At first, Whitlock found stability. She got a job busing tables at a golf course. She lived with an elderly woman, and in exchange Whitlock was her caretaker.
But shortly after, her housing situation became upended and she became homeless. For a year, she lived out of her car and got ready for work in the bathroom of a Burger King.
“At first I thought it was an adventure,” she said. “But by the third or fourth night, you feel so alone and worthless. Like, what has possibly gotten me to the point where I can’t find decent shelter for myself?”
Whitlock eventually drifted to San Francisco, where she began to experiment with alcohol and drugs. She fell into a hard-partying lifestyle, which at times she subsidized by dealing marijuana.
One day, she got a tip from a friend that the police were looking for her. She took the moment as a wake-up call and decided to pack her bags and move to Wyoming — the last place she remembered feeling normal in her childhood.
“I knew I needed to start over,” she said.
Whitlock moved in with her brother, where she found structure in acting as a nanny to her nephew. She sobered up, and eventually decided to enroll in massage school.
But while she was traveling to Arizona, Whitlock made a stop in McMinnville to visit an old friend. She fell in love with Oregon and decided to stay — for the next 20 years.
“I went back to ‘What am I going to do?’” she said.
She signed up with a temp agency in Salem, doing an assortment of administration jobs, hopping around friends’ couches and hotel rooms.
“I tried really hard to not go back to sleeping in my car,” she joked.

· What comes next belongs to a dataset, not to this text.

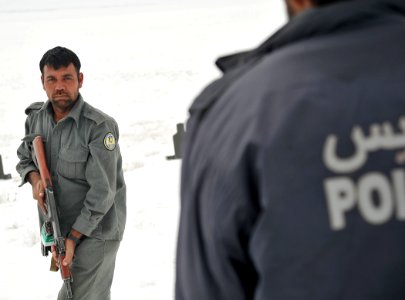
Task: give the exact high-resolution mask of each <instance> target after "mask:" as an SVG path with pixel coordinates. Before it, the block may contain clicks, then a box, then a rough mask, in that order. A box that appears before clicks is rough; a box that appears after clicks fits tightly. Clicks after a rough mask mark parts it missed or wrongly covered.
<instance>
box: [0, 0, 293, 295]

At one of those jobs, Whitlock met the man who eventually became her husband. They had two children before divorcing five years later.
Back to school
The separation added another layer of complication to taking care of a child with a chronic illness. After her experiences with her daughter’s care at the hospital, she decided it was time to go back to school.
But during her placement exams, the effects of dropping out at 16 were starting to sink in.
“To realize as a 25-year-old my English comprehension was that of a sixth-grader was a big blow ... but also very motivating,” she said.
She eventually transferred from Portland Community College to Oregon State University, splitting her time between school and working as a certified nursing assistant.
Seven years later, she had her bachelor’s degree in human development and family science.
“It took me a long time to convince myself I was worthy of doing that,” she said.
After graduating in 2016, Whitlock saw the job posting in Astoria, and decided to make the leap. She now works as the liaison between the medical staff and patients she wishes she would have had 10 years ago.
“I feel very honored to have the position I have,” she said.